Menurut teori dari G.O.W. Mueller “ Kejahatan transnasional adalah istilah yuridis mengenai ilmu tentang kejahatan, yang diciptakan oleh perserikatan bangsa-bangsa bidang pencegahan kejahatan dan peradilan pidana dalam hal mengidentifikasikan fenomena pidana tertentu yang melampaui perbatasan internasional, melanggar hukum dari beberapa negara, atau memiliki dampak pada negara lain.
Perserikatan bangsa-bangsa sendiri telah menentukan karakteristik apa saja yang termasuk dalam kategori kejahatan transnasional yaitu a) Dilakukan dalam lebih dari satu negara; b) Dilakukan di suatu negara namun bagian penting dari persiapan, perencanaan, pengarahan atau pengendalian dilakukan di negara lain; c) Dilakukan dalam suatu negara namun melibatkan suatu kelompok kriminal terorganisir yang terlibat dalam aktifitas kejahatan lebih dari satu negara; atau d) Dilakukan dalam satu negara namun memiliki efek penting dalam negara lainnya.
Dari berbagai definisi yang disampaikan oleh para ahli dan perserikatan bangsa-bangsa mengenai kejahatan terorisme dan kejahatan transnasional diatas, terdapat perbedaan-perbedaan antara kejahatan terorisme dan kejahatan transnasional. Kejahatan terorisme merupakan salah satu jenis kejahatan yang menurut Perserikatan Bangsa-Bangsa yang termasuk dalam kategori Kejahatan Transnasional yang mana PBB telah menetapkan ada 18 kategori kejahatan yang termasuk dalam kejahatan Transnasional. Apabila ditinjau dari motif yang digunakan oleh para pelaku pada kedua jenis kejahatan tersebut terdapat juga perbedaan yang sangat jelas antara lain dijelaskan diatas bahwa kejahatan terorisme memiliki motif antara lain nasional – separatis, religius, ideologi (kepercayaan politik tertentu), isu utama (single issue), negara sponsor, penderita sakit jiwa. Sedangkan motif dalam kejahatan transnasional sangat didasari dari masing-masing kejahatan yang terkategorikan sebagai kejahatan transnasional, namun disini dapat dijelaskan bahwa kejahatan transnasional merupakan kejahatan yang memiliki ciri atau karakteristik a) Dilakukan dalam lebih dari satu negara; b) Dilakukan di suatu negara namun bagian penting dari persiapan, perencanaan, pengarahan atau pengendalian dilakukan di negara lain; c) Dilakukan dalam suatu negara namun melibatkan suatu kelompok kriminal terorganisir yang terlibat dalam aktifitas kejahatan lebih dari satu negara; atau d) Dilakukan dalam satu negara namun memiliki efek penting dalam negara lainnya.

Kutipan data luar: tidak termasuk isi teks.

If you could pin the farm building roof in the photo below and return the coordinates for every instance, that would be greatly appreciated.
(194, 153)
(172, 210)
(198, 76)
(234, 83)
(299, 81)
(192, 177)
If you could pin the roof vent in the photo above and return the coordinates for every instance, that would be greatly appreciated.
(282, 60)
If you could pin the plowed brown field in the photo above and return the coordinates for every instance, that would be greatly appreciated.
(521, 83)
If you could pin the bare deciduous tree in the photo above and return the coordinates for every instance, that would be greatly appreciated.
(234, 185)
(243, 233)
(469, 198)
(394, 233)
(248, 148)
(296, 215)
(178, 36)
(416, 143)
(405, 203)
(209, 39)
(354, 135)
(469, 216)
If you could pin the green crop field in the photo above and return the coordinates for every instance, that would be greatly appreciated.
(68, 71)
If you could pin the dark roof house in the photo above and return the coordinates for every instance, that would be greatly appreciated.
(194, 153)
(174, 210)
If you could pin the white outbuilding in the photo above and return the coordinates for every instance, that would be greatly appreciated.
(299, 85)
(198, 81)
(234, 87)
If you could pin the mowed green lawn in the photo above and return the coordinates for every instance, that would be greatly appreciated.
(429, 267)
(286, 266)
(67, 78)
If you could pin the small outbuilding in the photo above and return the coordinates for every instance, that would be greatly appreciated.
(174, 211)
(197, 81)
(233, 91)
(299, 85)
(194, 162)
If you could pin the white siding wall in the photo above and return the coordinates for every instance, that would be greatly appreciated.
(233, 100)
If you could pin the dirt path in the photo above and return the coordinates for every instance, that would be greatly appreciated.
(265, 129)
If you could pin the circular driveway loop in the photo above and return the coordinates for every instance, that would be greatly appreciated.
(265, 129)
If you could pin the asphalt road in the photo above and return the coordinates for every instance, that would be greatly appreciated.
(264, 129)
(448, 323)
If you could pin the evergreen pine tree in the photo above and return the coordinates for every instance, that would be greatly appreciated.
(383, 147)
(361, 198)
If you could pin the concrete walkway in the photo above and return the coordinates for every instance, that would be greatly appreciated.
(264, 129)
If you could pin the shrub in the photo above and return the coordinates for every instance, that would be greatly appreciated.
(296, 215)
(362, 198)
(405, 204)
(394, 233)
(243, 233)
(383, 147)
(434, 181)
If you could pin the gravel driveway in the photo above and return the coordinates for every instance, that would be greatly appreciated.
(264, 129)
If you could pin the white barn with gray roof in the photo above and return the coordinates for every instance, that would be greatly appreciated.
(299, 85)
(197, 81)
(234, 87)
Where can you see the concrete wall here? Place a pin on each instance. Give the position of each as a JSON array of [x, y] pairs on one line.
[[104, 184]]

Sedangkan kejahatan terorisme tidak harus memenuhi karakteristik diatas karena kejahatan terorisme dapat saja dipersiapkan, direncanakan, diarahkan dan dikendalikan oleh perorangan maupun kelompok didalam suatu negara itu sendiri tanpa melibatkan negara lain walaupun banyak aksi terorisme yang termasuk dalam karakteristik kejahatan transnasional.
Kemudian yang dapat membedakan antara kejahatan terorisme dengan kejahatan transnasional lainnya yakni ditinjau dari target atau sasarannya yang mana kejahatan terorisme, aksinya dilakukan secara acak, tidak mengenal kompromi, korban bisa saja militer atau sipil, pria, wanita, tua, muda bahkan anak-anak, kaya miskin, siapapun dapat diserang sedangkan kejahatan transnasional yang lainnya masing-masing memiliki target dan sasaran tersendiri dalam menjalankan aksinya.

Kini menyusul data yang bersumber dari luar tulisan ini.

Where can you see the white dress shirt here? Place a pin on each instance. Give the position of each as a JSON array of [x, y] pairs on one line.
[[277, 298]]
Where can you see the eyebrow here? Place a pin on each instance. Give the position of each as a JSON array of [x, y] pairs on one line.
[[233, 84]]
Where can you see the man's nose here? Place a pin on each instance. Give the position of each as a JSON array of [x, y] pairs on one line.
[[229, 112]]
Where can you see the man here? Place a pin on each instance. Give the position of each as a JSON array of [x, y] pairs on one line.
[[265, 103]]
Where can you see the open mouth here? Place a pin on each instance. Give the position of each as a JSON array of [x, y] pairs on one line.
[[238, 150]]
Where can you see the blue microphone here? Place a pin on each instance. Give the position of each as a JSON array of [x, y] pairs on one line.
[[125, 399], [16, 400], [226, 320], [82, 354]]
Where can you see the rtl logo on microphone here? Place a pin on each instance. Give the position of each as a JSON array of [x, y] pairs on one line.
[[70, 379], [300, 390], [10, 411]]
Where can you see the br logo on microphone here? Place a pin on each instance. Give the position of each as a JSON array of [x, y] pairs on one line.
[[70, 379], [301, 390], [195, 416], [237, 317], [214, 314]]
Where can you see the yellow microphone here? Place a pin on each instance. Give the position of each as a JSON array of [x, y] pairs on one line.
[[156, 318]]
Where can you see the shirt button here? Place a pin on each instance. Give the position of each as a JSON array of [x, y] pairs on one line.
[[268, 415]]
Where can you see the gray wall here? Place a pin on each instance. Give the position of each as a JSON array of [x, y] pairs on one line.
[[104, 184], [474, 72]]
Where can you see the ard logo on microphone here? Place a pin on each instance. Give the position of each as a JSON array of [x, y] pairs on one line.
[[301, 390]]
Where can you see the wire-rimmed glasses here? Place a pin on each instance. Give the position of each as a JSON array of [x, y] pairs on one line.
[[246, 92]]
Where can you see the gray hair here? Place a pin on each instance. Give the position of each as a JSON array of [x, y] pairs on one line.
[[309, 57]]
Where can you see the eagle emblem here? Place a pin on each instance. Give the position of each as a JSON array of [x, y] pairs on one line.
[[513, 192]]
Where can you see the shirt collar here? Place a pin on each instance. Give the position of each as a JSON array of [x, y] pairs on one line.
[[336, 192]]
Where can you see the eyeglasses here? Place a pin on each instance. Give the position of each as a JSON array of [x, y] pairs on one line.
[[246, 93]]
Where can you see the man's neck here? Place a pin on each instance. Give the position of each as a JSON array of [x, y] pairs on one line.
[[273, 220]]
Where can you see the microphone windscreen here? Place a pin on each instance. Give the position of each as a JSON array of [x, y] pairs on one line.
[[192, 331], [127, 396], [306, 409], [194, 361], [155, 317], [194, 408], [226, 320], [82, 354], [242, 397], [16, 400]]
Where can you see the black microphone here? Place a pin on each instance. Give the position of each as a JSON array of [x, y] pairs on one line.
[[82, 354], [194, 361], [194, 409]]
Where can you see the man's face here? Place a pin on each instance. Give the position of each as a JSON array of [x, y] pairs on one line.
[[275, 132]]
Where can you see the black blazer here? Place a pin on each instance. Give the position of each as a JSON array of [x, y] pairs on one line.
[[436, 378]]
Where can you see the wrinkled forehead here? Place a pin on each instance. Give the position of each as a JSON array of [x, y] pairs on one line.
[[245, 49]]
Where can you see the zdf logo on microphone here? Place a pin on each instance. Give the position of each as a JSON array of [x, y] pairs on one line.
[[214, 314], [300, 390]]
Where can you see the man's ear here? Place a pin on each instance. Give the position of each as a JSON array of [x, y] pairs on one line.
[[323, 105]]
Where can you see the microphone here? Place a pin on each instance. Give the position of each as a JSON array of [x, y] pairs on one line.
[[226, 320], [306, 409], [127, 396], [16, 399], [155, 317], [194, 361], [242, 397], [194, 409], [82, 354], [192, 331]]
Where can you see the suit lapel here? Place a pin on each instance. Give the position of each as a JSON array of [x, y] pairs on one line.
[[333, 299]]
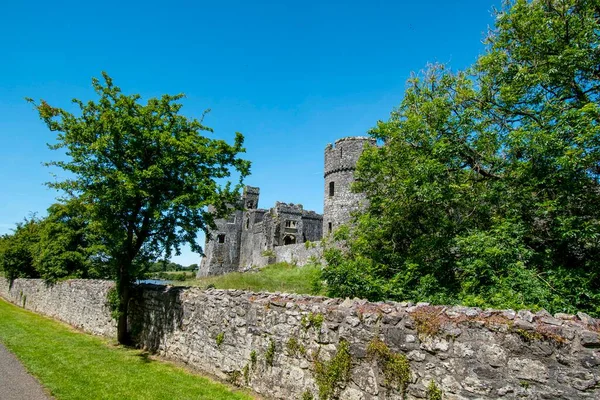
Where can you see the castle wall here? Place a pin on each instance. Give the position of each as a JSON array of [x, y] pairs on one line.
[[312, 226], [298, 254], [340, 164], [223, 257], [469, 353]]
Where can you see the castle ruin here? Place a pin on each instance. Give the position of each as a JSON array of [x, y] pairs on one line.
[[252, 236]]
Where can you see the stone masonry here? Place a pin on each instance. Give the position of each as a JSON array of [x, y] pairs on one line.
[[254, 237], [273, 343]]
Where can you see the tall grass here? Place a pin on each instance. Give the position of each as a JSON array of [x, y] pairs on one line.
[[281, 277]]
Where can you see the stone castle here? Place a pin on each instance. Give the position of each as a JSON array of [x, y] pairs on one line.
[[252, 236]]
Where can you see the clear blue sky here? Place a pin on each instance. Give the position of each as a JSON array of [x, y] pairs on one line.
[[291, 76]]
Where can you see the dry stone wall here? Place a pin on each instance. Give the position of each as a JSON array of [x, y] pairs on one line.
[[78, 302], [283, 345]]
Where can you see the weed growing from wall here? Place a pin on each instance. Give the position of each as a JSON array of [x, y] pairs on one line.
[[294, 347], [246, 372], [314, 320], [112, 301], [331, 376], [433, 391], [219, 339], [270, 353], [307, 395], [395, 367], [234, 377]]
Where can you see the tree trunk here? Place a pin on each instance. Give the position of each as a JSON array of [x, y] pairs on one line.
[[123, 288]]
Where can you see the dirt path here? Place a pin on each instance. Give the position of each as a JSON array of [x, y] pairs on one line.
[[15, 382]]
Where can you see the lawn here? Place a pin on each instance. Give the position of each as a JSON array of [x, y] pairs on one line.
[[73, 365], [281, 277]]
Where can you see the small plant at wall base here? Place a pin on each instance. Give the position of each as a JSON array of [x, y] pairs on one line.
[[314, 320], [331, 376], [270, 353], [112, 301], [433, 391], [234, 378], [246, 373], [268, 253], [219, 339], [307, 395], [395, 367]]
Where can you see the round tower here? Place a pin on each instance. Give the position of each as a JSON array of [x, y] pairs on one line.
[[340, 164]]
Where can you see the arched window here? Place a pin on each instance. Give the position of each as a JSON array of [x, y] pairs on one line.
[[289, 239]]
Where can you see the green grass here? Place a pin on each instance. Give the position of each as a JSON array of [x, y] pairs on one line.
[[281, 277], [73, 365]]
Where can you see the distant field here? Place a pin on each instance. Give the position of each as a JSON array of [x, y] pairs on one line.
[[281, 277], [73, 365]]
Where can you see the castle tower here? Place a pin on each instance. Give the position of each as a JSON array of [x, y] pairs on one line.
[[340, 164]]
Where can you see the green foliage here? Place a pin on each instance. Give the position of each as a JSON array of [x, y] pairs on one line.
[[144, 176], [294, 347], [433, 391], [268, 253], [314, 320], [485, 191], [53, 353], [270, 353], [16, 250], [331, 376], [234, 377], [219, 338], [69, 245], [307, 395], [280, 277], [395, 367], [246, 372], [59, 246]]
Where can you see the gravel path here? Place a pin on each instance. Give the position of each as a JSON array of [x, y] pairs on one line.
[[15, 382]]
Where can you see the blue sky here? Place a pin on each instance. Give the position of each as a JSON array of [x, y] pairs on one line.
[[291, 76]]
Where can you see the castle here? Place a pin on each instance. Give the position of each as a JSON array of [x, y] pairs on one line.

[1] Indriyanto Seno Adji, “Terorisme, Perpu No.1 tahun 2002 dalam Perspektif Hukum Pidana” dalam Terorisme: Tragedi Umat Manusia, Jakarta: O.C. Kaligis & Associates, 2001, h. 35.

[2] Muhammad Mustofa, Memahami Terorisme: Suatu Perspektif Kriminologi, Jurnal Kriminologi Indonesia FISIP UI, vol 2 no III (Desember 2002), h. 35.

[3] Kunarto, Intelijen Pengertian dan Pemahamannya, (Jakarta: Cipta Manunggal, 1999), h. 19.